De no ser por nuestra ayuda, el pobre capataz hubiera amanecido ahogado en las calles de La Borburata así que, bien mirado, teníamos todo el derecho del mundo a darle los remojones que quisiéramos. Le quitamos, de camino, un mugriento herreruelo pardo que traía y un capotillo negro, y le dejamos en calzas y jubón, con las sucias polainas caídas hasta la mitad de las piernas. El agua del mar estaba caliente y Rodrigo le zambulló varias veces hasta que se le limpió la mugre de la cara, las ropas y la mollera. Pronto, las nubes que cubrían sus ojos desaparecieron y empezó a recobrar el seso.

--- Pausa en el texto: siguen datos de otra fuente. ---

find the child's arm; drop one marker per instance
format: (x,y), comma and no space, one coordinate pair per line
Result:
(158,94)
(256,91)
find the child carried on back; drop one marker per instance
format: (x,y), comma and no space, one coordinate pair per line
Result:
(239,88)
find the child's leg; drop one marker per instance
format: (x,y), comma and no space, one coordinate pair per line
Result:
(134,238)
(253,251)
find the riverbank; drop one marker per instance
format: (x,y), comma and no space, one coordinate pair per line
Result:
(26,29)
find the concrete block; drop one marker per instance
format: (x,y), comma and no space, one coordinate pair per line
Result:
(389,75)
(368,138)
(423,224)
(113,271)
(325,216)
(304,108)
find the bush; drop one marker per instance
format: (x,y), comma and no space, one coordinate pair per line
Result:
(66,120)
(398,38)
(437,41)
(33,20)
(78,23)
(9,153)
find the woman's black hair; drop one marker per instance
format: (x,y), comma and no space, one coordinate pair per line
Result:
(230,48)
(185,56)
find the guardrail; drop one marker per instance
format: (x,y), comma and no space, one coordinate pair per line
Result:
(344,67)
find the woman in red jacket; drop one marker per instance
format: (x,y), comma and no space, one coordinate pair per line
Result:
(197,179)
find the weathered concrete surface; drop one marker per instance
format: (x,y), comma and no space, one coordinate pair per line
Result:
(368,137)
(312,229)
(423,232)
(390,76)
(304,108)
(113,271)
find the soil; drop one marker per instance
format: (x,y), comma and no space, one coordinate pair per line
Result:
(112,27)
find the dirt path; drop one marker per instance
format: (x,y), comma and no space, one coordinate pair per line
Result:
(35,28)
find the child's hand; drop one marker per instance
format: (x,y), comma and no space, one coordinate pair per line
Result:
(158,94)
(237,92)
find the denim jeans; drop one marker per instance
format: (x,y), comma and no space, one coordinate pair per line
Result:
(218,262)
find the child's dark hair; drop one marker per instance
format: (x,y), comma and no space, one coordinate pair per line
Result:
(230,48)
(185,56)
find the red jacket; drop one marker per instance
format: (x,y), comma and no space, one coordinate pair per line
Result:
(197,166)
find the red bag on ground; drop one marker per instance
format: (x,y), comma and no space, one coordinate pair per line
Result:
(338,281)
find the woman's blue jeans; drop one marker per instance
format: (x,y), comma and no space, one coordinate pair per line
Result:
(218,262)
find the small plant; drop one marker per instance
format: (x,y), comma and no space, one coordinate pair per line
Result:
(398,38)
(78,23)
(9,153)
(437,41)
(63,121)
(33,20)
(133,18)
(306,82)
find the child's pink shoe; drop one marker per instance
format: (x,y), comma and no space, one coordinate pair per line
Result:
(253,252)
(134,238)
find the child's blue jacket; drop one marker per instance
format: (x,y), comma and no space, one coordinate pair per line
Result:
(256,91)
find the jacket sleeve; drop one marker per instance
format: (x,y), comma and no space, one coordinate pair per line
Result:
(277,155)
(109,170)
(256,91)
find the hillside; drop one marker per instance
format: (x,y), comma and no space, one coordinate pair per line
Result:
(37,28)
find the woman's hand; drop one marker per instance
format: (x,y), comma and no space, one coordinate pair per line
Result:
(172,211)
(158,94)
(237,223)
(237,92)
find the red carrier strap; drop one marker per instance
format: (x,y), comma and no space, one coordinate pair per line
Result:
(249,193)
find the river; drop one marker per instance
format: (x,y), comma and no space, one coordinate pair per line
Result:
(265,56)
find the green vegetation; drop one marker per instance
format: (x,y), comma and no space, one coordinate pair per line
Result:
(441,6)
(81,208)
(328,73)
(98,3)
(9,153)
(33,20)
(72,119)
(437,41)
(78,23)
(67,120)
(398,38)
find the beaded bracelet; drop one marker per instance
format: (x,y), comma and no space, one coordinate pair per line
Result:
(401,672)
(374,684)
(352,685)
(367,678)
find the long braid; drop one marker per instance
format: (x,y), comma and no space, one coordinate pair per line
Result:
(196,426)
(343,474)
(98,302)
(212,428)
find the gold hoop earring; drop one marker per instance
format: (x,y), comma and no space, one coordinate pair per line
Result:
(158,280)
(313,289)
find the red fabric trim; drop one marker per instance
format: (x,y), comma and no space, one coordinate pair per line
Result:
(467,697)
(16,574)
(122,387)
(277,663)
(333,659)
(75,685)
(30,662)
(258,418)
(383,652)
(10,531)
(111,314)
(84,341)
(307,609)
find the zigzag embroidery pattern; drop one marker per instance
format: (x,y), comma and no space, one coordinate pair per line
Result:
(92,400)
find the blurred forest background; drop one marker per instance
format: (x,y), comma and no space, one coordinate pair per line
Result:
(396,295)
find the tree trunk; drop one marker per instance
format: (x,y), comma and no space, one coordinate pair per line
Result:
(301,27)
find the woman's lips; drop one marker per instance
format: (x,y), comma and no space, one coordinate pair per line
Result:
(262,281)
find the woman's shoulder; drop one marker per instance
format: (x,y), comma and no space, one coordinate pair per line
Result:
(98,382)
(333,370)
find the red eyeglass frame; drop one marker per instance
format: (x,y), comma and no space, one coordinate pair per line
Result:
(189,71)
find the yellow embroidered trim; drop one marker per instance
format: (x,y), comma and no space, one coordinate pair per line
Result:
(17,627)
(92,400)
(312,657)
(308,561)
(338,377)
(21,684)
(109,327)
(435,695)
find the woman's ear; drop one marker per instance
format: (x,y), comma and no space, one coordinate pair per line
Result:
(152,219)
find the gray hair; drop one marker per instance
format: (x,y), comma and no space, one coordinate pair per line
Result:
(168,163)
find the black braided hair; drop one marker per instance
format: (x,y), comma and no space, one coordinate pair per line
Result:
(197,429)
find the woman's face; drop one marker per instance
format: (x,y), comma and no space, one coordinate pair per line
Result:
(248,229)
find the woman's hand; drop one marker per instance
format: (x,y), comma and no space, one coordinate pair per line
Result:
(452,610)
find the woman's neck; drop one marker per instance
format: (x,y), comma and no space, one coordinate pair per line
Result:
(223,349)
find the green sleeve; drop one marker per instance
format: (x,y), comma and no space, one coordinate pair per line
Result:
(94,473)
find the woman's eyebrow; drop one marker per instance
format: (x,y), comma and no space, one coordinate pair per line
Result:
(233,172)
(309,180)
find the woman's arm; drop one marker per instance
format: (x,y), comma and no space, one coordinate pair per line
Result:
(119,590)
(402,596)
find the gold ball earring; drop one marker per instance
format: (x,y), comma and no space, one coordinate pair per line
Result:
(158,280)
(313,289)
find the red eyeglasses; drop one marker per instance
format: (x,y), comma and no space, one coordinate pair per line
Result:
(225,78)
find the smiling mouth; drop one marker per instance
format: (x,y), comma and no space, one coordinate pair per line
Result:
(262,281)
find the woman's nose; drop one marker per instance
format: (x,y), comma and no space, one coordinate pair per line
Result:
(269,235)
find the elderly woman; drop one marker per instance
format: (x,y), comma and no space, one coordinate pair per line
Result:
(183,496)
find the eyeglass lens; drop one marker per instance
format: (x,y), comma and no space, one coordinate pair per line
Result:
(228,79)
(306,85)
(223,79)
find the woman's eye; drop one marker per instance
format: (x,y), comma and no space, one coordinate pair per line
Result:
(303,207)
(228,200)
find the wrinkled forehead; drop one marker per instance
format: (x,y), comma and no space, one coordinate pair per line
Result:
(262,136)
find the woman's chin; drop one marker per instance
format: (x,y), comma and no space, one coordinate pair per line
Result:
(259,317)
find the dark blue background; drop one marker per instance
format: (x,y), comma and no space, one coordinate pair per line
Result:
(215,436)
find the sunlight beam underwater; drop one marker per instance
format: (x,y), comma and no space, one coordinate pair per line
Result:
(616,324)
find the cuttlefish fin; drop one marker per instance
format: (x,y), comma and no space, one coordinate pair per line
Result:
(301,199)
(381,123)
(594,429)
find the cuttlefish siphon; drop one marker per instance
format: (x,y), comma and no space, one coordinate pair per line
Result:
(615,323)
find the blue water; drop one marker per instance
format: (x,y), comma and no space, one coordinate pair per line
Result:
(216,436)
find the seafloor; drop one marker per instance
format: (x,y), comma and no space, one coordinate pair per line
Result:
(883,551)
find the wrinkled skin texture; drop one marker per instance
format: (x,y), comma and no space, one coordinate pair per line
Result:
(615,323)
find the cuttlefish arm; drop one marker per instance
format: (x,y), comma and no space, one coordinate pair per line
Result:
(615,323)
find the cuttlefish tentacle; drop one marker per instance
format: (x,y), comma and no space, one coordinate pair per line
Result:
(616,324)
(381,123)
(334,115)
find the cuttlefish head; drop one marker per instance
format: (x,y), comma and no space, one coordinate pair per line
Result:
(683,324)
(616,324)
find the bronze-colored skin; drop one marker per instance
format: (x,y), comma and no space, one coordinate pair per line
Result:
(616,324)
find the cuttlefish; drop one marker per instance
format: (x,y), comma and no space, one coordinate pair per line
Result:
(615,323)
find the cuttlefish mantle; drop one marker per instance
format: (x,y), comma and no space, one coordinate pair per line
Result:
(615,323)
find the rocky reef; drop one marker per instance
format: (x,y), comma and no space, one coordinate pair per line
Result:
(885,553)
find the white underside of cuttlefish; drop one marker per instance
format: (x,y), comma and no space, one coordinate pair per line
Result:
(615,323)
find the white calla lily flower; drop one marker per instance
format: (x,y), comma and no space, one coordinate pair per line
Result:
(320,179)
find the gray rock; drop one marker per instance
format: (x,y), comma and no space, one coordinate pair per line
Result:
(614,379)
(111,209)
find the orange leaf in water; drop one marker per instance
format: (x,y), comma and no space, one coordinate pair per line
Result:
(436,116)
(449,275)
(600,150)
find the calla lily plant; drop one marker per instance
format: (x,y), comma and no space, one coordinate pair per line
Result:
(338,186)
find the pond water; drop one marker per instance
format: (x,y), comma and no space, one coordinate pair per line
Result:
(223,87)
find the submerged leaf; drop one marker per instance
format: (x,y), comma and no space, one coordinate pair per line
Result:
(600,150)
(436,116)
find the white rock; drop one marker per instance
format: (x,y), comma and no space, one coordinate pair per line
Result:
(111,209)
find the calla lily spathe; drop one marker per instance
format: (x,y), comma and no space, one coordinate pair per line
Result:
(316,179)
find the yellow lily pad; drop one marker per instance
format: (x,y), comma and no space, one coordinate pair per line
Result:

—¿Qué pasa? —preguntó, aturdido. Su sangre india le había engalanado con unos ojos rasgados y una nariz extensa y chata, y su sangre española con una piel blanca como el mármol, llena de pecas.
Le sentamos en la orilla de la playa y nosotros nos situamos mirando hacia el mar, de cuenta que la poca luz que llegaba desde la ciudad le diera a él en la cara mientras nosotros quedábamos ocultos en las tinieblas, escasamente iluminados por el brillo de la luna. La oscura sombra de nuestra Chacona se vislumbraba a unos cien pasos mar adentro, entre las otras naves allí varadas.
—Pasa que, esta noche, te hemos salvado de una segura muerte —le expliqué.
—¿Sois una mujer? —se sorprendió.
Mi voz, la oscuridad y los restos del ron le habían descubierto la verdad.
—¡Mira bien lo que dices, bellaco! —troné, apurada. Rodrigo no abrió la boca—. ¡Soy un hombre y, por más, uno que te va a dar un guantazo que te hará olvidar hasta tu nombre!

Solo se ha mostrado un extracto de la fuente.